Viviamo momenti nei quali i desideri si chiede che diventino diritti garantiti ed intoccabili: forse, anzi certamente, abbiamo bisogno di vivere un po’ il deserto, nella preghiera e nella riflessione personale per fare chiarezza dentro noi stessi e vivere il desiderio -come dice la parola stessa- in quanto aspirazione all’infinito, ad andare oltre…
Il senso dell’infinito, della trascendenza ci viene suggerito, nel dipinto, da una visione dal basso: ci troviamo quindi, nel deserto e su una montagna. Il pittore aveva presente la figura del profeta Elia sul monte di Dio, l’Oreb, una figura rappresentata spesso nelle icone liturgiche russe.

Cito ancora il messaggio del Papa: “La tentazione è di ritenere che dinanzi ad urgenze pressanti si dovesse in primo luogo provvedere a cambiare le strutture esterne. Questo ebbe per alcuni come conseguenza la trasformazione del cristianesimo in un moralismo, la sostituzione del credere al fare. Già Giovanni Paolo II aveva scritto: “La tentazione oggi è di ridurre il cristianesimo ad una sapienza meramente umana, quasi a una scienza del buon vivere…”. Noi invece sappiamo che Gesù è venuto a portare la salvezza integrale”.
Ciò è espresso dalle mani giunte di Gesù.
Gesù supera la tentazione affidandosi costantemente alla Parola di Dio: “Sta scritto” replica al tentatore.
Queste mani sono la trasposizione della fede dell’artista e del suo popolo e un invito alla preghiera e alla fiducia in Dio.
Nel suo messaggio il Papa cita Madre Teresa di Calcutta: “La prima povertà dei popoli è di non conoscere
Cristo” e aggiunge: “Perciò occorre far trovare Dio nel volto misericordioso di Cristo…” Ciò è possibile solo se noi stessi ci affidiamo a Lui.
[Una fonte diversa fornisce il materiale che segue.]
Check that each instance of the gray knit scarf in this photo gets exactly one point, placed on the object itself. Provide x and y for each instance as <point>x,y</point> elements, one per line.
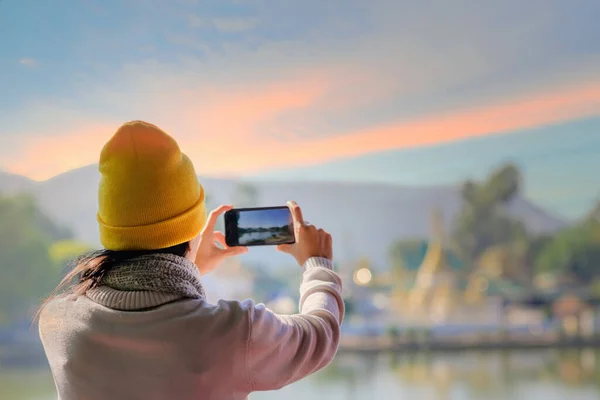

Un’ultima nota: sullo sfondo all’altezza delle mani di Gesù, si nota l’alba di un nuovo giorno. La quaresima è come un inizio di un nuovo giorno, in attesa della nostra redenzione e in preparazione all’alba del mattino di Pasqua.
La vittoria di Gesù sulla tentazione è garanzia della nostra, diceva S. Leone Magno: “Egli ha combattuto perché noi combattessimo, egli ha vinto perché anche noi, come lui, potessimo vincere”.